То, что непрофессиональному взгляду кажется фантастическим бахвальством Марата, составляет характерную черту его паранойяльного психического склада. Он живет и действует в особой эгоцентрической системе, где все: люди, ремесла, науки, войны и общественные потрясения — только бледные спутники, вращающиеся вокруг гигантского, гипертрофированного «Я». Что не испытывает притяжения «Я» — не имеет в этой системе никакой ценности, и, наоборот, все, что является принадлежностью «Я», становится бесценным, недоступным никаким измерениям, сравнениям, критическим оценкам.
Для Марата никогда не существовало повседневной работы, которая обещала бы успех в отдаленной перспективе.

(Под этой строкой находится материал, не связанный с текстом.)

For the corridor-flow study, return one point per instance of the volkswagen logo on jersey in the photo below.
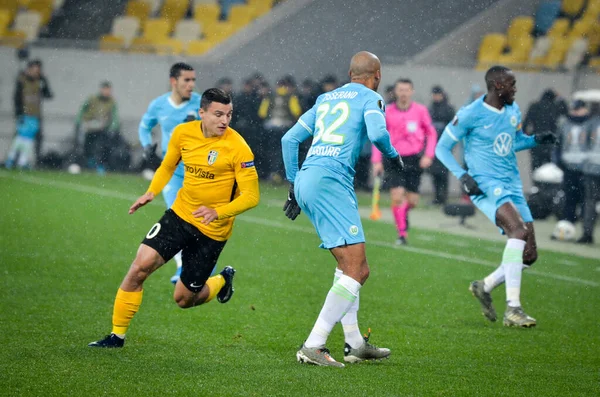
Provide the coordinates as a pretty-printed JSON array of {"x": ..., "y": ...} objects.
[
  {"x": 503, "y": 144},
  {"x": 212, "y": 157}
]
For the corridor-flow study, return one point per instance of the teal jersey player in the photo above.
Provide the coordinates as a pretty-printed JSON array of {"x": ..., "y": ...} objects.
[
  {"x": 339, "y": 124},
  {"x": 490, "y": 129}
]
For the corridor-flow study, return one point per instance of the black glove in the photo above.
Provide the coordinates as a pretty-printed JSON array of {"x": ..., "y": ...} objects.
[
  {"x": 397, "y": 165},
  {"x": 291, "y": 207},
  {"x": 545, "y": 138},
  {"x": 469, "y": 185},
  {"x": 149, "y": 152}
]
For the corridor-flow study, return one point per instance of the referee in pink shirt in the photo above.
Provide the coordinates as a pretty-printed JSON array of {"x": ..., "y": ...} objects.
[{"x": 413, "y": 135}]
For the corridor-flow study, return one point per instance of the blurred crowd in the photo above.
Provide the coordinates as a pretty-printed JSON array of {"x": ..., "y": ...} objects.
[{"x": 264, "y": 112}]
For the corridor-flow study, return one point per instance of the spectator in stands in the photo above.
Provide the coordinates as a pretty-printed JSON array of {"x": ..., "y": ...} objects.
[
  {"x": 329, "y": 83},
  {"x": 388, "y": 95},
  {"x": 591, "y": 179},
  {"x": 96, "y": 124},
  {"x": 309, "y": 91},
  {"x": 441, "y": 114},
  {"x": 414, "y": 137},
  {"x": 246, "y": 121},
  {"x": 226, "y": 84},
  {"x": 573, "y": 141},
  {"x": 30, "y": 89},
  {"x": 279, "y": 112},
  {"x": 542, "y": 117}
]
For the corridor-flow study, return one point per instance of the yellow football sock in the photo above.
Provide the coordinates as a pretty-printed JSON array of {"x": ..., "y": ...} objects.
[
  {"x": 126, "y": 305},
  {"x": 214, "y": 285}
]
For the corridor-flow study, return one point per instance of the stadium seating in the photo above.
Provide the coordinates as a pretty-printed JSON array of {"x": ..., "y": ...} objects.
[
  {"x": 138, "y": 9},
  {"x": 124, "y": 29},
  {"x": 218, "y": 31},
  {"x": 155, "y": 31},
  {"x": 168, "y": 46},
  {"x": 198, "y": 47},
  {"x": 490, "y": 49},
  {"x": 207, "y": 13},
  {"x": 190, "y": 36},
  {"x": 187, "y": 30},
  {"x": 197, "y": 2},
  {"x": 154, "y": 5},
  {"x": 572, "y": 8},
  {"x": 519, "y": 27},
  {"x": 173, "y": 11},
  {"x": 555, "y": 55},
  {"x": 519, "y": 51},
  {"x": 11, "y": 7},
  {"x": 575, "y": 53},
  {"x": 545, "y": 15},
  {"x": 540, "y": 48},
  {"x": 241, "y": 14},
  {"x": 559, "y": 28}
]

Он стремился к немедленным открытиям великого, гениального масштаба. «...С ранних лет меня пожирала любовь к славе, страсть, в различные периоды моей жизни менявшая цель, но ни на минуту меня не покидавшая», -писал Марат [1, т. З., с. 231].

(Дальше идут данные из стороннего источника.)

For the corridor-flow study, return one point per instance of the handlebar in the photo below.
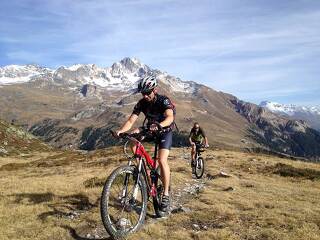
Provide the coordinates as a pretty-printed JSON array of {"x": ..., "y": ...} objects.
[{"x": 144, "y": 131}]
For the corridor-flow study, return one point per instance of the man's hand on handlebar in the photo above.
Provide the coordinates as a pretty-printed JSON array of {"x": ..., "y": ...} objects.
[{"x": 153, "y": 127}]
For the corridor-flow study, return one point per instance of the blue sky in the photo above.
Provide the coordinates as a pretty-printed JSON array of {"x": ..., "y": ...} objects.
[{"x": 255, "y": 50}]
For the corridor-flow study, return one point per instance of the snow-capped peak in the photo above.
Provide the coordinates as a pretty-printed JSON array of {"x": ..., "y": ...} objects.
[
  {"x": 12, "y": 74},
  {"x": 123, "y": 75},
  {"x": 289, "y": 109}
]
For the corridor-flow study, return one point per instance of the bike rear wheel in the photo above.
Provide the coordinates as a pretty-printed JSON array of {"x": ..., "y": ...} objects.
[
  {"x": 158, "y": 198},
  {"x": 199, "y": 167},
  {"x": 123, "y": 203}
]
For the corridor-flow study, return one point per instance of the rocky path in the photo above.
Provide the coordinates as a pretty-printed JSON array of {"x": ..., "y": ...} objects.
[{"x": 180, "y": 196}]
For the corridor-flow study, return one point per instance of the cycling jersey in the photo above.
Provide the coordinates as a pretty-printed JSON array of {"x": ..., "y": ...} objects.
[
  {"x": 155, "y": 110},
  {"x": 197, "y": 136}
]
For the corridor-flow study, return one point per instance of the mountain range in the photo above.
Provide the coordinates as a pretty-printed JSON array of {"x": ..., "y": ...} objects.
[
  {"x": 76, "y": 106},
  {"x": 309, "y": 114}
]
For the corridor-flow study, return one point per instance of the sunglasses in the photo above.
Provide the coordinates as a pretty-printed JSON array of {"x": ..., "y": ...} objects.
[{"x": 146, "y": 93}]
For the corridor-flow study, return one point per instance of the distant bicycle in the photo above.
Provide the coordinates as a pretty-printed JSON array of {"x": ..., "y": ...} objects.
[
  {"x": 127, "y": 190},
  {"x": 198, "y": 164}
]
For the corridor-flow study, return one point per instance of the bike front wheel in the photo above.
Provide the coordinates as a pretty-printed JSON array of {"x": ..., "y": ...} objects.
[
  {"x": 199, "y": 167},
  {"x": 123, "y": 202}
]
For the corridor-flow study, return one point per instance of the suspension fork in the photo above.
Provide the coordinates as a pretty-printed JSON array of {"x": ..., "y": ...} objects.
[{"x": 136, "y": 184}]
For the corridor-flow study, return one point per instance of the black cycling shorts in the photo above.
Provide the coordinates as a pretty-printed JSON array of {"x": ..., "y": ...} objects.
[{"x": 166, "y": 140}]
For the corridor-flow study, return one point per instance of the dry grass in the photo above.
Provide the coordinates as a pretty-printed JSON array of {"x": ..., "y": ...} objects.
[{"x": 55, "y": 195}]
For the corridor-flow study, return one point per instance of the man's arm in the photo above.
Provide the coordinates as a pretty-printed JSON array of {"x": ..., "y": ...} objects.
[
  {"x": 128, "y": 124},
  {"x": 206, "y": 141},
  {"x": 169, "y": 118}
]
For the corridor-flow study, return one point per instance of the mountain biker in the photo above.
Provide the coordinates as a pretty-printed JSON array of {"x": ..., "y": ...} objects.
[
  {"x": 156, "y": 108},
  {"x": 197, "y": 136}
]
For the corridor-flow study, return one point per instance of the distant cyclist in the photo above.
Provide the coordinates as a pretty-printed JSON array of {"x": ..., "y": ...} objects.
[
  {"x": 156, "y": 108},
  {"x": 197, "y": 136}
]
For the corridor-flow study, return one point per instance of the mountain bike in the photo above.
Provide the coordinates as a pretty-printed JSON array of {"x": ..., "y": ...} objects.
[
  {"x": 198, "y": 164},
  {"x": 128, "y": 188}
]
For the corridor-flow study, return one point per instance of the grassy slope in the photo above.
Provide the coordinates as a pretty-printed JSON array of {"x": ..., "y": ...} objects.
[{"x": 41, "y": 192}]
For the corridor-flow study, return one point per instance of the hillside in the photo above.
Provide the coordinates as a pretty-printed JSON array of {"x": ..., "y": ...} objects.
[
  {"x": 264, "y": 198},
  {"x": 75, "y": 107},
  {"x": 14, "y": 141}
]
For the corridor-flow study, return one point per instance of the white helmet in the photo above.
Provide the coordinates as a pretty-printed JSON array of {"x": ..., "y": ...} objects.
[{"x": 148, "y": 83}]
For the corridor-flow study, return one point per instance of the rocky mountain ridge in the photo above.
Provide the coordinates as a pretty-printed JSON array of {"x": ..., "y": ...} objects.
[
  {"x": 309, "y": 114},
  {"x": 76, "y": 107}
]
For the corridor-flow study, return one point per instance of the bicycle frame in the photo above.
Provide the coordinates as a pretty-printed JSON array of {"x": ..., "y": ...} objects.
[{"x": 140, "y": 155}]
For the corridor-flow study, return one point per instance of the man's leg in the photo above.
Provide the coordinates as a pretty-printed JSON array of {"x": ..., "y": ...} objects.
[
  {"x": 193, "y": 152},
  {"x": 165, "y": 169}
]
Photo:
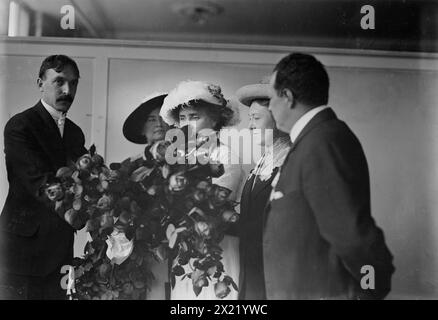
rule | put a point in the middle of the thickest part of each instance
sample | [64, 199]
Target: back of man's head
[57, 62]
[305, 77]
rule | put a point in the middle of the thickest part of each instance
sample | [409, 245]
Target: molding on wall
[101, 51]
[213, 52]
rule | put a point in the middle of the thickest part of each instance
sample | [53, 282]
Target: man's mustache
[65, 98]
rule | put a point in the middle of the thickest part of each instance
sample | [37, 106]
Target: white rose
[119, 247]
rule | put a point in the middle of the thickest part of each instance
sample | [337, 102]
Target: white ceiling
[401, 25]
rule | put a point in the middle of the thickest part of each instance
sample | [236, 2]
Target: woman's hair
[221, 115]
[261, 101]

Чем бы ни занимался Марат, занятие его по существу всегда одно — борьба за признание собственных заслуг. И в силу некоторой незрелости мышления не только бахвальство, но и борьба с авторитетами несет на себе отпечаток инфантильности. Отсюда стремление нападать на самых великих ученых, используя любые средства и способы. Марат делается идеалистом в противовес устремлениям своего времени и продолжает манипулировать гипотетическими «флюидами и жидкостями» как бы «в пику» знаменитым физикам и химикам, построившим новую науку на эмпирической и рациональной основе.

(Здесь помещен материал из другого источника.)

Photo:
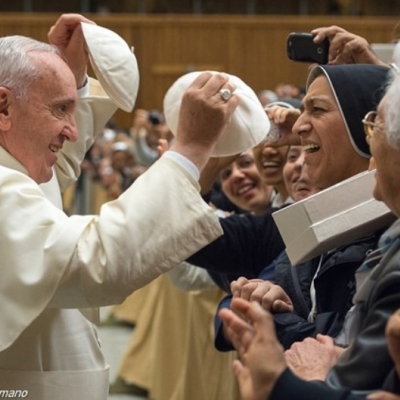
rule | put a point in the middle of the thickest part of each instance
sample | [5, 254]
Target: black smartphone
[301, 47]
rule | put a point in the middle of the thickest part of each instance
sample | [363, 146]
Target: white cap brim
[114, 64]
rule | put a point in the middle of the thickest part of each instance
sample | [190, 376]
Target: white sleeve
[187, 277]
[49, 259]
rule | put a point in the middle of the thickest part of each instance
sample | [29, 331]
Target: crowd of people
[185, 245]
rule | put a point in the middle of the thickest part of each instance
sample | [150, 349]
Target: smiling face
[387, 163]
[295, 175]
[243, 186]
[270, 162]
[33, 130]
[329, 155]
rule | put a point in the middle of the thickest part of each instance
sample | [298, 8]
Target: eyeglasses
[370, 125]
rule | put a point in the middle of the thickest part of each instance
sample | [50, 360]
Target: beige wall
[167, 46]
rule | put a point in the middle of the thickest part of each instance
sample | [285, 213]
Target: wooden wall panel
[168, 46]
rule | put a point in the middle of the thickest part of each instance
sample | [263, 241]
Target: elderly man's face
[387, 163]
[40, 125]
[329, 155]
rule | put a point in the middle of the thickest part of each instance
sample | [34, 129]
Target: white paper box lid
[332, 218]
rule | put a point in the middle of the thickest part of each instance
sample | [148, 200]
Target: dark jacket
[248, 244]
[334, 287]
[366, 365]
[290, 387]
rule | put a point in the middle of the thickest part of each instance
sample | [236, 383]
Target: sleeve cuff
[184, 163]
[84, 90]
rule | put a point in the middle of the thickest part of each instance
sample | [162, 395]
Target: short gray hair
[392, 102]
[17, 70]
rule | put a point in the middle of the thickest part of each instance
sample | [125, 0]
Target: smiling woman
[243, 185]
[330, 127]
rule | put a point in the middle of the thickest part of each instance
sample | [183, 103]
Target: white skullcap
[114, 64]
[249, 124]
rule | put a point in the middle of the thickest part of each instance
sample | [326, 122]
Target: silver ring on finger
[225, 94]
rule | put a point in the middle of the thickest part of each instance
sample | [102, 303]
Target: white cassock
[53, 266]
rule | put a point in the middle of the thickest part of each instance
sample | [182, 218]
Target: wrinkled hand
[262, 359]
[284, 118]
[383, 396]
[313, 358]
[203, 117]
[346, 47]
[140, 119]
[270, 296]
[162, 146]
[67, 35]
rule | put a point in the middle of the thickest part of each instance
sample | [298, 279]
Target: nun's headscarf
[358, 88]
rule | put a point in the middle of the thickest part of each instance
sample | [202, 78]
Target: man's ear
[5, 101]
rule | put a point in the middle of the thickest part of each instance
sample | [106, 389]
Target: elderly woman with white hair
[366, 366]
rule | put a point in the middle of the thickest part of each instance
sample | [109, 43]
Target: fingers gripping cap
[248, 126]
[113, 63]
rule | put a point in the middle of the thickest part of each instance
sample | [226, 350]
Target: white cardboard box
[331, 218]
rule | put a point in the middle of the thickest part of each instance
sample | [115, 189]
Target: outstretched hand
[253, 335]
[271, 297]
[346, 47]
[66, 34]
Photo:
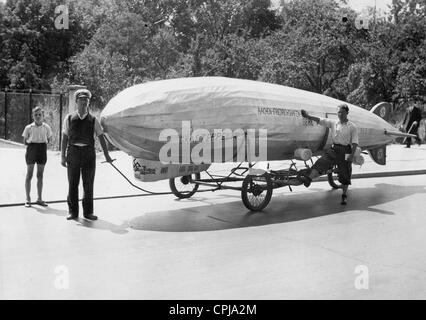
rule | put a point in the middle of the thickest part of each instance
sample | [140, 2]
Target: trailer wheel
[256, 192]
[331, 181]
[184, 187]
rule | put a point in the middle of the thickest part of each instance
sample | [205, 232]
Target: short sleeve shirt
[341, 133]
[37, 134]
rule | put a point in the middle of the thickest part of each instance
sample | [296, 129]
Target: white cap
[82, 93]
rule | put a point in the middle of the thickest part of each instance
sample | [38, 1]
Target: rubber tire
[180, 195]
[333, 184]
[244, 193]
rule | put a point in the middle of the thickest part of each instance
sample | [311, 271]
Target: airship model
[175, 129]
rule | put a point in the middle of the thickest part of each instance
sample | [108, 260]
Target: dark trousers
[81, 160]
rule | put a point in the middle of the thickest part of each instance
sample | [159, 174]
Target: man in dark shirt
[78, 154]
[411, 123]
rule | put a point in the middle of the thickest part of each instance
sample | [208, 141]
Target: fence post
[5, 113]
[60, 121]
[29, 119]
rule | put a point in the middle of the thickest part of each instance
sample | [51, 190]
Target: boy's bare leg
[40, 171]
[28, 177]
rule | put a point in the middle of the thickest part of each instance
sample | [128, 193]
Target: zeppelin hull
[221, 112]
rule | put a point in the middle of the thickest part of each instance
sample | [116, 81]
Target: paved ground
[305, 245]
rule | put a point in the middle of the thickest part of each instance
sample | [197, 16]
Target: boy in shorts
[36, 137]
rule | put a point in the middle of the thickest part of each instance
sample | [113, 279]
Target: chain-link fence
[16, 108]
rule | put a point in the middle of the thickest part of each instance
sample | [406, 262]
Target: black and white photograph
[212, 150]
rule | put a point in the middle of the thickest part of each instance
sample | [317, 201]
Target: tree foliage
[312, 45]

Интеллектуальная продукция Марата — весь комплекс его идей, связанных с якобы совершенными великими открытиями, оказывается спаянным с сильным и постоянным аффектом, который в значительной степени и определяет их кардинальное значение для личности и малую доступность критическому воздействию извне. Этот аффект обеспечивает энергию для тяжелой и длительной борьбы за признание. Но, как это обычно бывает при столкновении с действительностью, идеи реформаторства, изобретательства, великих открытий неизменно обрастают и переплетаются с идеями преследования, составляя вместе стройную систему, внутренне не противоречивую, но исходящую из ложных посылок. Такая система, продуманная и разработанная, представлена в прекрасном описании Марата в 1783 г. «Мораль этих господ, — пишет он о своих научных и философских противниках, — мораль испорченных сердец, имеет необыкновенную привлекательность для молодых людей. Поэтому их прозелиты крайне многочисленны. И с каждым днем их число увеличивается. Оказывается, они распространились по всему земному шару. Можно себе представить, какие ужасные сообщества они образуют. Сообщества тем более ужасные, что они невидимы. Не имея никакого внешнего знака, который дал бы возможность их распознать, они могут, не будучи узнанными, заполнять ученые общества, все общественные учреждения, университеты, трибуналы, советы принцев. Они уже создали ужасный проект: уничтожить религиозные ордена, истребить самую религию. Для того чтобы достичь успеха, эти безумцы отравляют источники полезных знаний и стремятся заполнить своими ставленниками все места в учреждениях общественного образования» [2, с. 34-35].
У некоторых современников возникала мысль о психическом нездоровье Марата. Бертелон советовал «не отвечать этому невежде..., стремящемуся только заставить говорить о себе. Ему кажется, что он ниспровергает теорию Ньютона о цветах... Этот человек — сумасшедший, добивающийся знаменитости тем, что нападает на великих людей..., его приводит в бешенство, что никто с ним не говорит и не опровергает» [1, т. З., с. 390]. Впрочем, не всем была понятна истинная ценность исследований Марата. Бенджамин Франклин интересовался его опытами с электричеством, а Гёте сочувствовал борьбе с официальной наукой.